Finding probability using Var

Question

I'm stuck on the following question:

Suppose you toss three coins: two fair coins and a positively biased coin (more likely to show Heads than Tails). The variance of the total number of Heads in the three tosses is 0.55. What is the probability that the biased coin shows head?

To start off, I made the following expression: Var(2F+B) = 0.55

I then seperated and simplified to 2Var(F) + Var(B) = 0.55

I used the equation of Var for the binomial distribution (which is np(1-p)) to get

2(2*0.5)(1-0.5) + Var(B) = 0.55

so Var(B) = -0.45. I then used the same equation of Var again to get

p(1-p) = -0.45 but after expanding and solving the quadratic equation, I get 2 values for the probabilities that are less than 0 and greater than 1.

Can anyone tell me where I went wrong.

Answer 1

The main problem here is that you assume Var to be liniear, which it is not.

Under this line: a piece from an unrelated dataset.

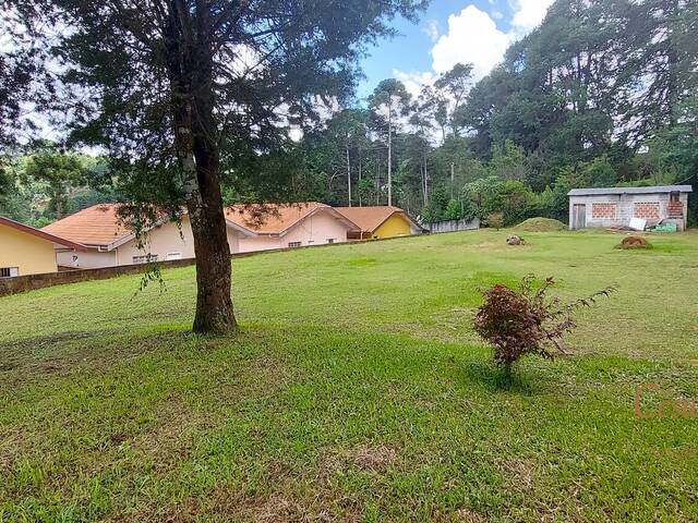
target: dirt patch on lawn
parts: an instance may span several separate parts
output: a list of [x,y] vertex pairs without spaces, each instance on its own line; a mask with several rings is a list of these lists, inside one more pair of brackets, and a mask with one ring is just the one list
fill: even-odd
[[616,248],[652,248],[652,244],[642,236],[625,236]]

$Var(2F+B) = 2^2Var(F) + Var(B)$

Also note that the Variance can never be negative. Otherwise you are on a good path.

Answer 2

The problem here is that you are mistreating the distribution $F$. If $F$ is the distribution for the number of Heads resulting from tossing two fair coins then you want to write $$\text{Var}(F+B)=\text{Var}(F)+\text{Var}(B)$$ We get $\text{Var}(F)=.5$ and all is good. We get $$.5+\text{Var}(B)=.55$$ which makes perfect sense.

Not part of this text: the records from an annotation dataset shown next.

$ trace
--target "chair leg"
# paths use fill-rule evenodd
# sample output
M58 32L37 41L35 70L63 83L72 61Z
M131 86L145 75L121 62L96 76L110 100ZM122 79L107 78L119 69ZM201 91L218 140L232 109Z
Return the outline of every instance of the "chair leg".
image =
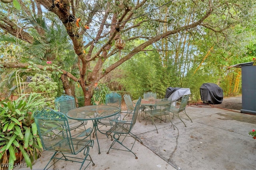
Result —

But in your first expression, you appear to want $F$ to be the distribution for a single coin. In that case you should have written $$\text{Var}(F_1+F_2+B)=2\text{Var}(F)+\text{Var}(B)$$

Where the $F_i$ are i.i.d. and both equal $F$. But in this case $\text{Var}(F)=.25$ and again we get $.5+\text{Var}(B)=.55$

In either case, you should not have written $2F$ as no variable is being multiplied by $2$.